Our Savannah Experience


Day 4 of our Retirement trip: We stayed at the lovely Dresser Palmer Bed and Breakfast in Savannah – built in 1876!  The ceilings in our room were 16 ft and there was a transom over the door to the bathroom.   After a delicious deep dish French Toast Breakfast, we took an “on-off”  Trolley Tour to get the flavor of Savannah. Savannah was designed in Wards, each having a Square (lovely park surrounded by community buildings, church and historical homes) of which Savannah has 22 all laid out in a grid. This keeps the traffic pace calm and slow, and makes it very welcoming and appealing. We mostly stayed “on” enjoying the slow, southern banter of the tour guide, the sights of the city and the lovely weather ( in the high 70’s in October – and warm sunshine). We did get “off” to sample Pralines and fudge at the City Market, and have lunch in an outdoor restaurant.20121014-171618.jpg

We took in the Cathedral of St John the Baptist, looming up near Lafayette Square. The interior was very colorful and beautiful. Like many buildings, it had been renovated in the early 20th century after a fire. It was especially beautiful at night.20121014-171445.jpg

 We  took in the Southern custom of Porch Sitting and relaxing in the afternoon on the rattan rockers on the porch of the Dresser Palmer house. This house was built in 1876! It has 16 foot ceilings, 3 inch thick doors, transom windows inside and many other Victorian amenities. It was fun to meet other traveling Boomers every late afternoon as we enjoyed the customary glass of wine and appetizers while rocking away on the porch.

We finished off the evening with a yummy meal at the Pirate’s House on Broad Street. This building was built when Oglethorpe came over from England in1733. It started as a gardener’s house for the public lands to get a cash crop: mulberry bushes for silk, grapes for wine, neither of which worked out, until they planted peaches. It actually failed, but evolved into a place for sailors to hang out, and eventually, the pirates!

We had the best biscuits I have EVER had! The flakiest, the butteriest! I ordered the traditional shrimp and grits, and Jim ordered their famous Pecan Fried Chicken! ARGhhhhh!! We finished off the evening listening to a blues band at the City Market.

Day 5 of our Retirement Trip: Friday, after a ham and cheese egg dish for breakfast, with rosemary redskins, we ventured to the Victorian Cemetery called Bonaventure Cemetery, as mentioned in Midnight in the Garden of Good and Evil, which I am reading on this trip. ( I like to read novels that take place in the culture or geography of where I am touring). 20121014-171548.jpgCemetery scouting was a favorite past time of my mom’s. I am learning to enjoy it too, especially this one that has many sculptures of angels, uniquely shaped tomb stones, and lots of old ironwork. We liked to see how long ago people were born and died. The earliest I found was an 1805 birth. We also found a poor family who lost 3 babies in a short period of time…..the last two were named the same name. I can only imagine they wanted a son to carry on the family name.

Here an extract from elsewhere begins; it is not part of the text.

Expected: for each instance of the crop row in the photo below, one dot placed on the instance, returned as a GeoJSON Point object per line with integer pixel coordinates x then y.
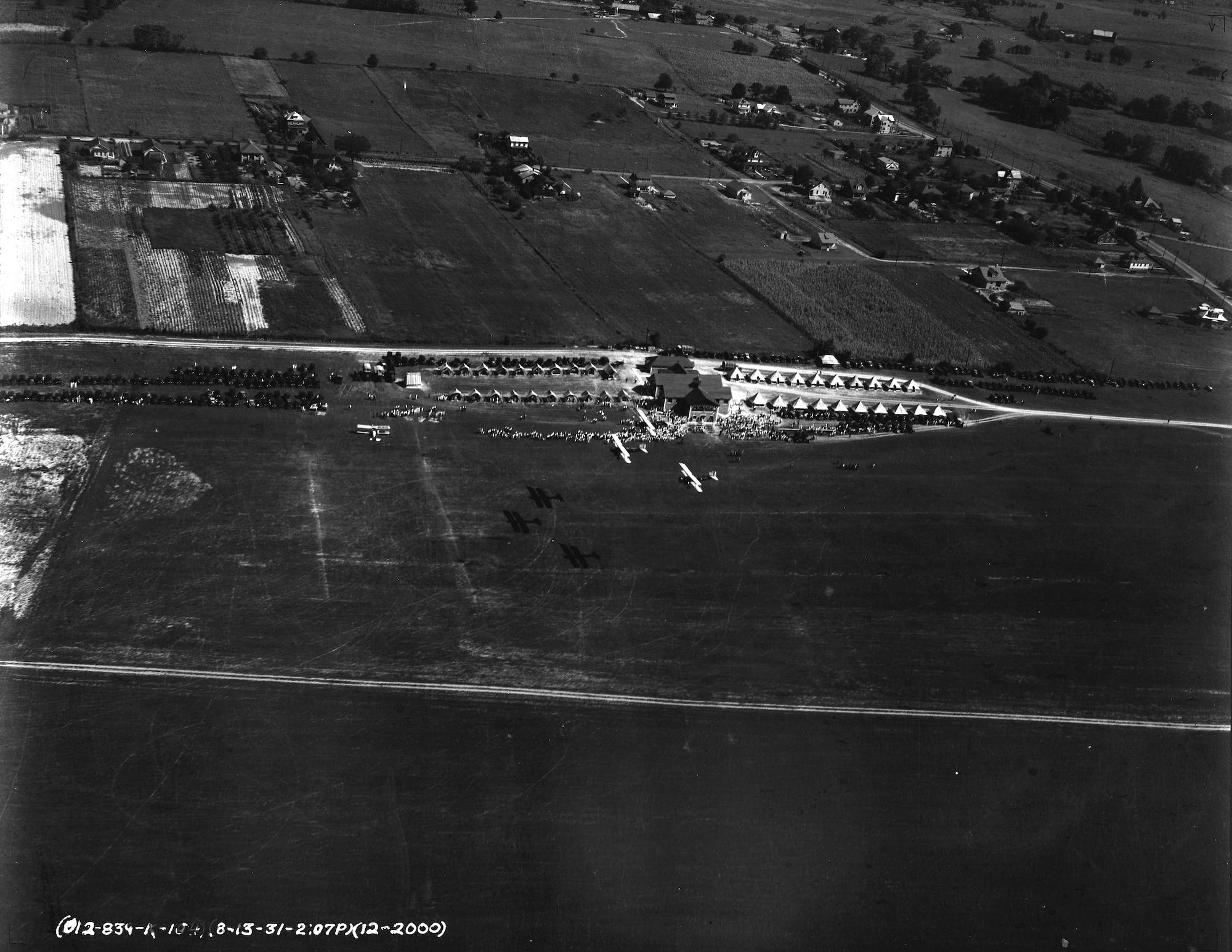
{"type": "Point", "coordinates": [849, 309]}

Our car next took us to the Tybee Island Lighthouse, in use since 1747. I only went up 50 steps, but got a great view. Homes on Tybee Island are generally built on the second floor, the first floor reserved for storing vehicles, shower stalls, to wash off the beach sand before entering the house, servants quarters, and also to not flood out the house when storms, hurricanes and surges come up.

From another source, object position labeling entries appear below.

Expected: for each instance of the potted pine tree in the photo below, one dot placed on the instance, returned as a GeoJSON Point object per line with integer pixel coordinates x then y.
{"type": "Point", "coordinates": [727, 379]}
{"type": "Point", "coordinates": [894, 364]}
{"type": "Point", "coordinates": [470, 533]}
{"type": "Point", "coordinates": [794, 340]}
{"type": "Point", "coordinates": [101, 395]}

The beach was flat like Daytona’s beach, not populated and very beautiful. After relaxing on the beach, lunch at the North Beach Grill complete with old hippie 60’s tunes, and a drive into tow to see the pier, we headed back to our “home” to get ready for the Savannah River Queen Dinner Cruise.

Dining and Dancing on the Savannah River Queen  was a wonderful way to finish our time in Savannah. Y’all come back now!